Now, people from all walks of life are travelling to India to study and practise Yoga, and experience Ashram life. This post will help prepare you to visit an Ashram by answering all your questions about where to go, what to pack, what you need to know, and what to expect.
Interested in travelling to India for Yoga? Please read my Complete Guide to Yoga in India to have all of your questions answered.
- Why am I qualified to recommend Ashrams in India?
- What is an Ashram?
- How do you find an Ashram in India?
- What should you pack for an Ashram?
- What to expect at an Ashram?
- What is the daily routine?
- What is the food like at an Ashram?
- A day in the life of Aurovalley Ashram
Why am I qualified to recommend Ashrams in India?
For the past 25 years Yoga has been an important part of my life. I’ve practised Yoga since 1993, became a certified Yoga teacher in 2004, and started travelling to India in 2005. Over the past 13 years of travel in India, I’ve spent months in Yoga Ashrams. Though I have visited many, the two I have spent the most time in are Anand Prakash Yoga Ashram in Rishikesh, and Aurovalley Ashram in Rishidwar (between Rishikesh and Haridwar).
Anand Prakash was founded by Yogrishi Vishvketu (Vishvaji), an Indian Yoga teacher and his Canadian wife Chetana Panwar, from Toronto. Their Ashram is usually filled with western students, and their Yoga Teacher Training course in India is second to none. To read more about Yogrishi Vishvketu, Akhanda Yoga and Ananda Prakash, read Interview with a Master. I think Anand Prakash Yoga Ashram is the best Yoga ashram in Rishikesh, India.

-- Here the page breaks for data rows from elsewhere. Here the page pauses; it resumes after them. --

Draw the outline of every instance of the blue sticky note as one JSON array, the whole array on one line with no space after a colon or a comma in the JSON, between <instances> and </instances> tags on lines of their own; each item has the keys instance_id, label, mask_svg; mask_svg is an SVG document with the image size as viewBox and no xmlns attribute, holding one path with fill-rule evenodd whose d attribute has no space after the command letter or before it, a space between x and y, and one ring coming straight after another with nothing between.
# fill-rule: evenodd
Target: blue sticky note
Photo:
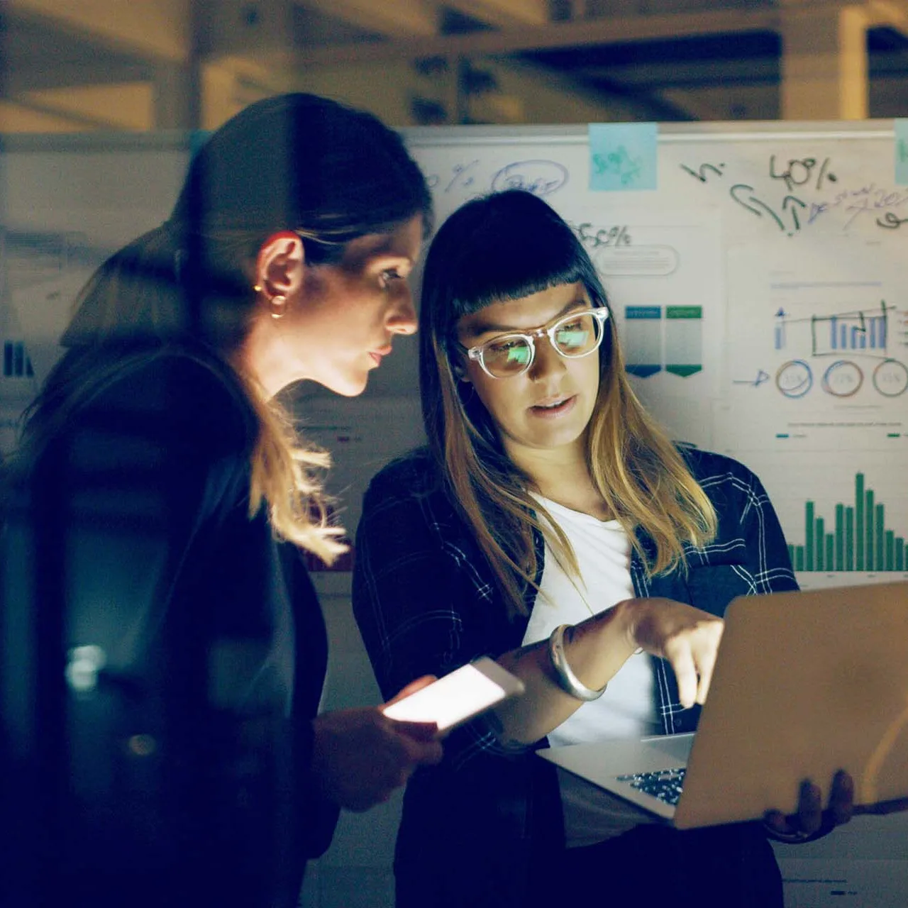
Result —
<instances>
[{"instance_id":1,"label":"blue sticky note","mask_svg":"<svg viewBox=\"0 0 908 908\"><path fill-rule=\"evenodd\" d=\"M908 186L908 120L895 121L895 184Z\"/></svg>"},{"instance_id":2,"label":"blue sticky note","mask_svg":"<svg viewBox=\"0 0 908 908\"><path fill-rule=\"evenodd\" d=\"M655 123L591 123L589 188L607 192L656 189L658 137Z\"/></svg>"}]
</instances>

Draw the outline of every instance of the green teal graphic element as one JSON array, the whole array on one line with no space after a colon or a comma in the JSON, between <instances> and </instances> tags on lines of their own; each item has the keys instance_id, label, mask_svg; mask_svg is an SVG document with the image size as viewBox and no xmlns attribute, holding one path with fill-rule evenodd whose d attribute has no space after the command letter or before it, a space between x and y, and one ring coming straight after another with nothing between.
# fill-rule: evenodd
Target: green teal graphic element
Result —
<instances>
[{"instance_id":1,"label":"green teal graphic element","mask_svg":"<svg viewBox=\"0 0 908 908\"><path fill-rule=\"evenodd\" d=\"M659 127L655 123L591 123L589 188L606 192L656 189Z\"/></svg>"},{"instance_id":2,"label":"green teal graphic element","mask_svg":"<svg viewBox=\"0 0 908 908\"><path fill-rule=\"evenodd\" d=\"M683 379L703 370L703 307L666 307L666 371Z\"/></svg>"},{"instance_id":3,"label":"green teal graphic element","mask_svg":"<svg viewBox=\"0 0 908 908\"><path fill-rule=\"evenodd\" d=\"M885 506L865 488L864 473L854 474L854 501L835 506L834 528L804 502L804 544L788 546L796 571L903 571L908 569L908 544L885 527Z\"/></svg>"},{"instance_id":4,"label":"green teal graphic element","mask_svg":"<svg viewBox=\"0 0 908 908\"><path fill-rule=\"evenodd\" d=\"M908 119L895 121L895 184L908 186Z\"/></svg>"},{"instance_id":5,"label":"green teal graphic element","mask_svg":"<svg viewBox=\"0 0 908 908\"><path fill-rule=\"evenodd\" d=\"M625 370L639 379L662 371L662 307L625 306Z\"/></svg>"}]
</instances>

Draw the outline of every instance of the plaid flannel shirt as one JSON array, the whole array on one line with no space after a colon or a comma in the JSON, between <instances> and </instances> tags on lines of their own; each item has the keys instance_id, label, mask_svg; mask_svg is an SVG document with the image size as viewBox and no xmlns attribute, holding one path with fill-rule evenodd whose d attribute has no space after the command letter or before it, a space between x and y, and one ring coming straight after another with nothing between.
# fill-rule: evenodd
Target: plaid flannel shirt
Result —
<instances>
[{"instance_id":1,"label":"plaid flannel shirt","mask_svg":"<svg viewBox=\"0 0 908 908\"><path fill-rule=\"evenodd\" d=\"M683 454L716 507L718 533L709 545L686 547L686 574L647 577L634 550L636 594L687 602L721 616L735 596L796 589L782 528L759 479L730 458L694 449ZM651 550L648 538L641 534L640 539ZM541 577L540 538L536 548ZM535 596L527 585L528 613ZM494 658L519 646L528 621L506 619L491 569L424 449L386 467L366 492L353 608L386 697L420 675L444 675L479 656ZM685 710L678 703L667 663L654 659L654 667L663 730L692 730L697 708ZM453 735L446 750L457 764L479 751L504 752L481 720Z\"/></svg>"},{"instance_id":2,"label":"plaid flannel shirt","mask_svg":"<svg viewBox=\"0 0 908 908\"><path fill-rule=\"evenodd\" d=\"M687 570L647 577L631 557L634 589L723 615L742 594L796 588L782 528L760 481L729 458L682 449L712 500L718 532L688 547ZM644 550L652 541L639 536ZM544 543L535 538L542 576ZM527 585L532 609L536 591ZM426 449L394 461L366 492L357 533L353 609L386 697L420 675L444 675L521 645L528 618L508 620L489 564L444 491ZM667 733L692 731L699 707L678 703L667 663L653 660L657 715ZM445 740L445 757L419 770L404 794L395 853L399 904L525 908L534 873L564 847L555 768L503 746L481 718ZM762 836L757 826L755 836Z\"/></svg>"}]
</instances>

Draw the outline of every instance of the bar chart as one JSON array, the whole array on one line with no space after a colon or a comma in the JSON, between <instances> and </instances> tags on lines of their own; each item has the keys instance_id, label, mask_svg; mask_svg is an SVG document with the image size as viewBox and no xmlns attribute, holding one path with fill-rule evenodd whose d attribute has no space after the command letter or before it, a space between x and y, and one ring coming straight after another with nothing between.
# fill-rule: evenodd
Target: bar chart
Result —
<instances>
[{"instance_id":1,"label":"bar chart","mask_svg":"<svg viewBox=\"0 0 908 908\"><path fill-rule=\"evenodd\" d=\"M876 500L864 474L854 475L854 497L834 506L831 518L815 502L804 508L804 543L789 545L796 571L901 571L908 569L905 534L886 527L885 505Z\"/></svg>"}]
</instances>

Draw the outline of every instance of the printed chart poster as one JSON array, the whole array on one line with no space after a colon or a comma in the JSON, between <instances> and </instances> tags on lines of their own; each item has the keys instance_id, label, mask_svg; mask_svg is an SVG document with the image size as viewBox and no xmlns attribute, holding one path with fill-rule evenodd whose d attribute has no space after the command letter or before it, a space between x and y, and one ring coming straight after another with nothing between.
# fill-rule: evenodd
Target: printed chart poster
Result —
<instances>
[{"instance_id":1,"label":"printed chart poster","mask_svg":"<svg viewBox=\"0 0 908 908\"><path fill-rule=\"evenodd\" d=\"M634 390L673 438L709 447L725 307L716 212L568 211L606 292Z\"/></svg>"},{"instance_id":2,"label":"printed chart poster","mask_svg":"<svg viewBox=\"0 0 908 908\"><path fill-rule=\"evenodd\" d=\"M908 305L878 244L729 252L720 449L763 479L804 587L908 578ZM820 254L822 253L822 254Z\"/></svg>"}]
</instances>

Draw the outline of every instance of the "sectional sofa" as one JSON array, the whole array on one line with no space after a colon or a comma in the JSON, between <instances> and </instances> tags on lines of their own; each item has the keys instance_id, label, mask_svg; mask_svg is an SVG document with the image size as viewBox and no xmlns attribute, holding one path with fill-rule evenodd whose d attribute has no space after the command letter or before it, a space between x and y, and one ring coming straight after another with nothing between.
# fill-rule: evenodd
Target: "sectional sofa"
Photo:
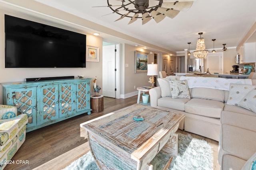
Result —
<instances>
[{"instance_id":1,"label":"sectional sofa","mask_svg":"<svg viewBox=\"0 0 256 170\"><path fill-rule=\"evenodd\" d=\"M256 92L253 86L256 74L249 77L172 76L158 78L160 86L149 91L150 105L184 114L179 128L219 141L222 169L240 170L256 152L256 113L246 104L240 104L244 94L252 94L248 92L253 89ZM246 90L238 92L242 89Z\"/></svg>"}]
</instances>

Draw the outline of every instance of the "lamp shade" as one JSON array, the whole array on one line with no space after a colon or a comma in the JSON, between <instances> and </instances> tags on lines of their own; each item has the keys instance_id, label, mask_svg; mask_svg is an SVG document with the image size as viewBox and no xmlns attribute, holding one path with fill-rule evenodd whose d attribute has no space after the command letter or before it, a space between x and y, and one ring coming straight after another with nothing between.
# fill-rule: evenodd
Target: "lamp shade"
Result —
<instances>
[{"instance_id":1,"label":"lamp shade","mask_svg":"<svg viewBox=\"0 0 256 170\"><path fill-rule=\"evenodd\" d=\"M157 64L148 64L148 76L155 76L158 75L158 69Z\"/></svg>"}]
</instances>

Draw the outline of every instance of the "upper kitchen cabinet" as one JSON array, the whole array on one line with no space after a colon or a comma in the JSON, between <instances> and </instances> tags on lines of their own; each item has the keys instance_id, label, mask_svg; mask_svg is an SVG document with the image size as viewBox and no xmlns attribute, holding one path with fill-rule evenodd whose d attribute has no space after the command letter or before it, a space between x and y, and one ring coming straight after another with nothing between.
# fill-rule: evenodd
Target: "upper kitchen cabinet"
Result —
<instances>
[{"instance_id":1,"label":"upper kitchen cabinet","mask_svg":"<svg viewBox=\"0 0 256 170\"><path fill-rule=\"evenodd\" d=\"M244 48L244 61L242 63L255 63L256 61L256 42L245 43Z\"/></svg>"},{"instance_id":2,"label":"upper kitchen cabinet","mask_svg":"<svg viewBox=\"0 0 256 170\"><path fill-rule=\"evenodd\" d=\"M239 62L237 63L256 62L256 42L245 43L243 46L238 48L236 52L240 55Z\"/></svg>"}]
</instances>

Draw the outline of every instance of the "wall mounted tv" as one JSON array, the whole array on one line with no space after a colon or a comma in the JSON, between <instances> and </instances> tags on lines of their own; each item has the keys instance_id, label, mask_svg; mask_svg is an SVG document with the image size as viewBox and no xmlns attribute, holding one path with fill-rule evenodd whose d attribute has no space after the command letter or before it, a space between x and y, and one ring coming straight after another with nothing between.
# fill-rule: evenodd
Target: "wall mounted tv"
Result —
<instances>
[{"instance_id":1,"label":"wall mounted tv","mask_svg":"<svg viewBox=\"0 0 256 170\"><path fill-rule=\"evenodd\" d=\"M86 35L5 15L5 68L86 67Z\"/></svg>"}]
</instances>

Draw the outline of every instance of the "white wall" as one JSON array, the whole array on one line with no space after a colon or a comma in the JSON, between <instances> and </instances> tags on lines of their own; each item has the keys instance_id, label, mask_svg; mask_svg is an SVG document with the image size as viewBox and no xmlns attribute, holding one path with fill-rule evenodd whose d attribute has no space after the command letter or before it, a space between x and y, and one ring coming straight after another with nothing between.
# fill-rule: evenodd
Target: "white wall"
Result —
<instances>
[{"instance_id":1,"label":"white wall","mask_svg":"<svg viewBox=\"0 0 256 170\"><path fill-rule=\"evenodd\" d=\"M51 26L77 32L86 35L87 45L100 47L100 62L86 62L85 68L5 68L5 38L4 38L4 14L16 17L32 20ZM76 78L83 75L85 78L93 78L97 76L97 84L102 87L102 39L100 37L90 35L74 28L63 25L56 24L53 22L49 22L28 16L20 15L16 14L0 11L0 82L21 82L25 81L26 78L56 77L74 76ZM70 56L70 59L72 59ZM48 62L42 61L42 62ZM67 62L68 61L67 61ZM91 90L93 91L93 82L91 81ZM102 92L100 92L102 94ZM100 93L101 94L101 93ZM2 86L0 87L0 104L2 104L3 92Z\"/></svg>"}]
</instances>

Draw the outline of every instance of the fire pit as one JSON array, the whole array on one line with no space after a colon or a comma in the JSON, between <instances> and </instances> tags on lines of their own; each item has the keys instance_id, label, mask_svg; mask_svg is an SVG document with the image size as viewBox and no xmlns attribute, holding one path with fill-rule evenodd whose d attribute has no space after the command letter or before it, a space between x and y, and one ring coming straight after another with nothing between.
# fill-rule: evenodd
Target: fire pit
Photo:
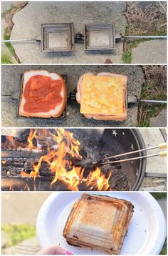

Aurovalley Ashram was founded by Swami Brahmdev (Swamiji), who follows the teachings of Sri Aurobindo. This ashram attracts both Indian and foreign students – many of them from Colombia or Russia because Swamiji regularly travels to those countries. To read more about Aurovalley Ashram, read A Haven of Peace and Conscious Living.
Note: I would like to recognize the origins of Yoga as a school of Hinduism, an art and science that has been fostered from time immemorial in India. As someone who is not from this culture, I owe respect and gratitude to the Yoga teachers and traditions that I have learned and benefitted from. Pranam to all.
What is an Ashram?
Ashrams are places of spiritual retreat. They are not meant to be an escape from life, but a respite from worldly pursuits. They offer spiritual seekers a place where they can spend time concentrating solely on the spiritual aspect of life. What is the spiritual aspect of life? It is probably different things to different people, but to me, it’s a chance to be quiet, to spend some time on inner reflection and to think about the bigger questions of life – in other words, “what is my purpose in life,” rather than, “when is that hydro bill due?”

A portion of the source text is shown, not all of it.